Although it’s still a relatively new fad, the stylish and tough-looking supercar is a design that’s taking off. This is probably due to the trend towards crossovers and SUVs, an industry that also produces premium and exotic cars. The Porsche 911 Dakar and Lamborghini Sterrato show that there is a market for small supercars, but it’s not just that.


Both the Porsche and the Lamborghini feature a uniquely tuned chassis and advanced features for added durability on sand, gravel or dirt. Of course, the aesthetic side of these cars is probably where much of the real appeal lies. Even so, there’s no denying the allure of dirty, dusty exotica that’s been used and abused in the real world.

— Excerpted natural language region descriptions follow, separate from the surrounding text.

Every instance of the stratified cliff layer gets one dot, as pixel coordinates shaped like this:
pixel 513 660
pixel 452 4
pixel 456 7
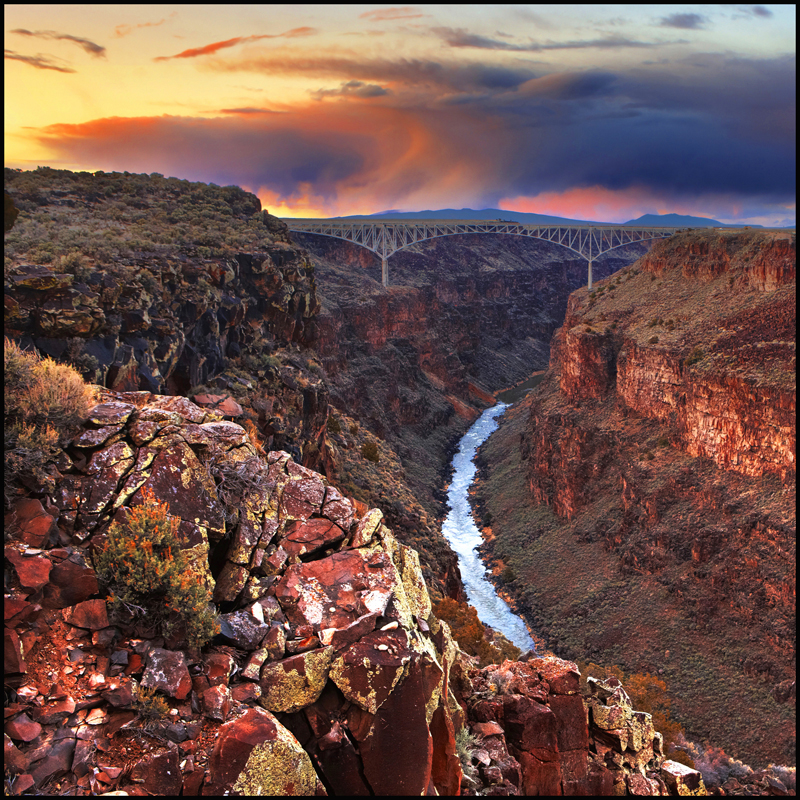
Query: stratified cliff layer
pixel 463 317
pixel 329 675
pixel 660 451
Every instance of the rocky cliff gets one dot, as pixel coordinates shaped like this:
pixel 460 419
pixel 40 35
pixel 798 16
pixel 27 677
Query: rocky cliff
pixel 463 317
pixel 329 673
pixel 660 457
pixel 162 285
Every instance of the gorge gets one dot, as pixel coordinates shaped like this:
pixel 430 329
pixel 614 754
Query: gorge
pixel 312 414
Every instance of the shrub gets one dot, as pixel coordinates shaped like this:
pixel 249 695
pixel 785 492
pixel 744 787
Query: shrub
pixel 148 574
pixel 369 450
pixel 151 708
pixel 42 392
pixel 28 452
pixel 466 743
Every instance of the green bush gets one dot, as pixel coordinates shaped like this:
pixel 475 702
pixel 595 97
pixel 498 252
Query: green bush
pixel 44 402
pixel 148 574
pixel 369 450
pixel 466 743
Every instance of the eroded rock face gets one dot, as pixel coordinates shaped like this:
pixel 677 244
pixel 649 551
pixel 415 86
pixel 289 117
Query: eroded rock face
pixel 536 735
pixel 327 637
pixel 665 430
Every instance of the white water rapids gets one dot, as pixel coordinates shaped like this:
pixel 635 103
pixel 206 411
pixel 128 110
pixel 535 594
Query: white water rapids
pixel 463 535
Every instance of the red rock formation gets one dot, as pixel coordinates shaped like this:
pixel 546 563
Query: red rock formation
pixel 332 628
pixel 666 430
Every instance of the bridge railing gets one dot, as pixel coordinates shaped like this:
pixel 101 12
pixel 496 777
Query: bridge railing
pixel 385 238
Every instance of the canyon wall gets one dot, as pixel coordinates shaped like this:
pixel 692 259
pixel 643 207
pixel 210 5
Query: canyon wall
pixel 463 317
pixel 665 434
pixel 328 674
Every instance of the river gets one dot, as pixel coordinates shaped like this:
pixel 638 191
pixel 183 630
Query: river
pixel 463 535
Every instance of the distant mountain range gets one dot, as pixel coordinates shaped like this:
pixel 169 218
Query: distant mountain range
pixel 666 220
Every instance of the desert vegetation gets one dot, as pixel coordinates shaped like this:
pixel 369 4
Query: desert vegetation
pixel 148 575
pixel 141 214
pixel 44 402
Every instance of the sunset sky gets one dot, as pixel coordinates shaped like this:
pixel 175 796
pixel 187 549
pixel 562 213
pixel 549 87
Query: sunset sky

Below we can see the main characteristics of both cars.

Hammond’s Aston is a bit more DIY in its approach, but has a similar approach to those cars, at least when it comes to the important hardware: suspension and rubber. As he told Mike about this British supercar hero, the car has been through a lot and now it has a story. It has a soul that sets it apart from other DB9s that live in garages or make short trips to business parks. We would agree, and his soul is most beautiful when covered with sand and dirt; leave as is, DRIVETRIBE.


Characteristics of Lamborghini Sterrato and Porsche 911 Dakar

Lamborghini Sterrato

Porsche 911 Dakar

Engine

5.2 liter, NA V10

3-liter twin-turbocharged I6

power

602 hp

473 hp

A turning point

470 lb-ft

420 lb-ft

Transmission

Rear-mid engine, AWD

Front engine, AWD

Method of transmission

7-speed automatic

8-speed automatic

Figures courtesy of Lamborghini, Porsche

Highlights from the section above

  • DRIVETRIBE Aston Martin DB9 Volante has similar concept to Lamborghini Sterrato and Porsche 911 Dakar
  • Compared to the traditional road-going versions, these cars have slightly increased ground clearance, specially tuned suspension, special tires, improved driving modes and new cosmetic features.
  • Thanks to the proliferation of crossovers in today’s culture, there is a trend toward “off-road” versions of sports cars and supercars.